そう言って二人はバイクで行ってしまった。

その時天斗の携帯に着信…


「あっ、黒ちゃん…とりあえずかおりちゃんのことは心配要らないから…帰ってゆっくり休んでくれ!」


「そうか…わかった、んじゃ頼むわ」


んじゃ帰るか…天斗は自分の家に戻ろうとしたとき一台のバイクが砂利の駐車場に入ってきた。

バイクに乗っていた男が不審そうに俺を睨む。俺はそのままそこを立ち去った。


もしかしてあいつ…薫の彼氏か?

矢崎透は仕事からの帰りだった。アパートと道路の街灯が薄暗かったのでお互いハッキリとは顔を認識出来なかった。


今のは…誰だ?まさか安藤が単独で動いてるとは思えないし…



「さぁ、入って!」


小山内は薫を家に通した。


「母ちゃん、今日かおりん泊めるわ!」


玄関から大きな声でそう言った。そしてすぐにリビングから小山内の母、吟子が出てきた。
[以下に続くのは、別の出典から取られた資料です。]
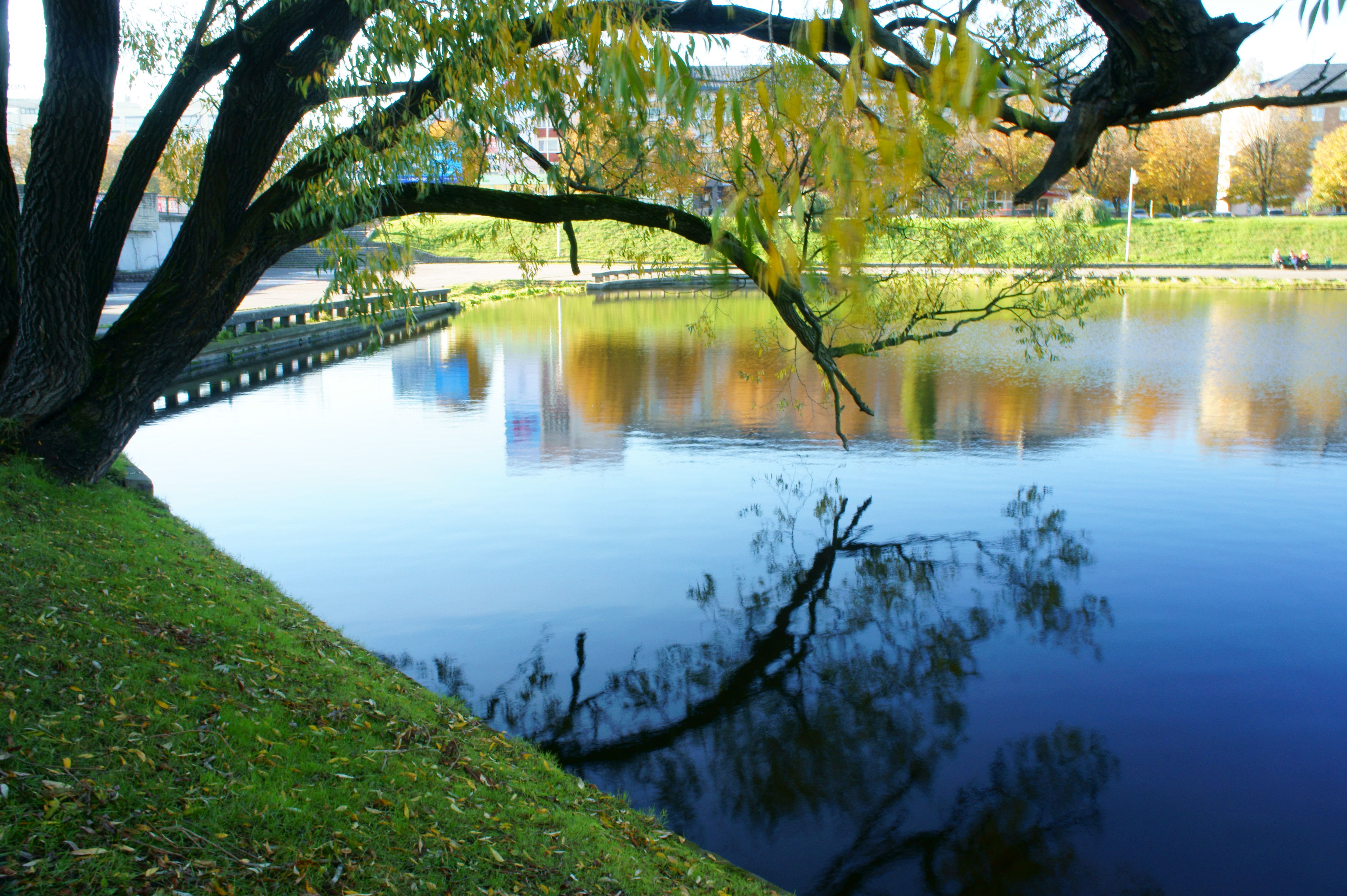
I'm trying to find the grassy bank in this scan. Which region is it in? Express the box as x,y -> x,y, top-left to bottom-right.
0,457 -> 773,896
377,215 -> 1347,268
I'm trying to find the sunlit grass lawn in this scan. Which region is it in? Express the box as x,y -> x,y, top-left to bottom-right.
374,215 -> 1347,268
0,457 -> 772,896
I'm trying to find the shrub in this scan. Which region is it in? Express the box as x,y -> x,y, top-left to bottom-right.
1052,192 -> 1113,225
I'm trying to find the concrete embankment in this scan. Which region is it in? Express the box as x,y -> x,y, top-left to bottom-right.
585,265 -> 1347,295
183,289 -> 462,378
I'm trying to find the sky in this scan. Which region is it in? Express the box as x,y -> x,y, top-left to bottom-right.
9,0 -> 1347,103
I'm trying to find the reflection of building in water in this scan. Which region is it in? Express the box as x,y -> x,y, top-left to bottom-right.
392,325 -> 490,409
393,292 -> 1347,457
500,307 -> 626,467
1197,293 -> 1347,449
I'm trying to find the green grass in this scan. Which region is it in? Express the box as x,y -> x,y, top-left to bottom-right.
374,215 -> 1347,268
0,457 -> 773,896
1107,218 -> 1347,265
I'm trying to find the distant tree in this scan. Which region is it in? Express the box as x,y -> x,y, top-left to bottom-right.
1311,128 -> 1347,208
1230,109 -> 1309,213
1067,128 -> 1142,214
978,130 -> 1052,207
0,0 -> 1331,482
1141,116 -> 1220,211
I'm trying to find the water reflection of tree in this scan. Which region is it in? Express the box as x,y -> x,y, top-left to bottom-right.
426,482 -> 1131,893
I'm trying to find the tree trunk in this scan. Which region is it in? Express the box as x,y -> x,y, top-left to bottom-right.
0,0 -> 120,421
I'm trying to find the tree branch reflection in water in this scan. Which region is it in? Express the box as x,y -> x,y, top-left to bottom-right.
407,478 -> 1137,895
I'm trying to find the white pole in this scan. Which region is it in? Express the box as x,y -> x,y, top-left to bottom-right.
1122,168 -> 1137,264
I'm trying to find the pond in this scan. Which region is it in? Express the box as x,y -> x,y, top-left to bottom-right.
128,289 -> 1347,896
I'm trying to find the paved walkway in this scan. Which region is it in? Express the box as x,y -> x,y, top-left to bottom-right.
100,261 -> 1347,325
98,261 -> 602,325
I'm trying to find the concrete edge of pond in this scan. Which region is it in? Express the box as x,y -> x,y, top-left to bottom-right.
179,301 -> 462,378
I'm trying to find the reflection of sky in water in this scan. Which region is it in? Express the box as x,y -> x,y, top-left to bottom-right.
129,291 -> 1347,893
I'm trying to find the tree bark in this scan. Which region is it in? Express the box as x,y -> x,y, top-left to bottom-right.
0,0 -> 120,421
0,0 -> 19,377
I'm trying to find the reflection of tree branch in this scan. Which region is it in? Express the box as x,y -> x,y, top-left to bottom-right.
810,725 -> 1118,896
426,479 -> 1115,896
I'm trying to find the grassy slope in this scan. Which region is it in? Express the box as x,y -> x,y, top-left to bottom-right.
391,215 -> 1347,268
0,459 -> 772,896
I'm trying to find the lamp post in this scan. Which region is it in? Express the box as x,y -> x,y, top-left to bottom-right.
1122,168 -> 1140,264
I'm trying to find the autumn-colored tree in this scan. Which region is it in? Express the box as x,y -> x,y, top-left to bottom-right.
1067,128 -> 1142,214
1311,128 -> 1347,208
1230,109 -> 1309,213
1141,116 -> 1220,211
978,130 -> 1052,207
920,128 -> 987,215
9,128 -> 32,183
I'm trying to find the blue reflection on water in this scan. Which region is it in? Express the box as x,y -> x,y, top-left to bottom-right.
129,292 -> 1347,893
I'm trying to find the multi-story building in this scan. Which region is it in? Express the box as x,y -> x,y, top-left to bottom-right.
1216,62 -> 1347,215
「あら、かおりん!いらっしゃい!どうしたの?そんなに目を腫らして…まさか…清…お前がかおりん泣かしたんじゃないでしょうね?」


「違うよ…ちょっと色々揉め事があってかおりんは今センチになってんだよ…」


「あらそうだったの、家で良かったらいつでもおいで!清から聞いたけどかおりんはお兄さんと二人で暮らしてるんでしょ?淋しくなったらここで休むと良いよ」


「お母さん…ありがとうございます。私…ここの家の娘になりたい…」


「あらあら、嬉しいこと言ってくれるね…とりあえずお風呂入りなよ!すぐ沸かし直すから」


「はい…」


風呂が沸くまで小山内の部屋で待っている。


「母ちゃんかおりんのことを凄く気に入ってるぞ!父ちゃんもいつお嫁に来るんだとか言ってさ…」


「清…私…ほんとにここの娘になりたいよ…お母さんのことを全然覚えて無くて…清のお母さんが私のお母さんだったらなって…」


「かおりん…だからそんなに淋しがり屋なんだね…」


薫は母の温もりを知らない。物心付いた時には既に父と兄の三人の生活だった。理佳子の母に色々面倒を見て貰ったことはあっても、母親というものがどういう存在かいまいちピンと来ないのだ。そしてその甘え方も知らない。小山内の母を通して薫は母親像を見ていた。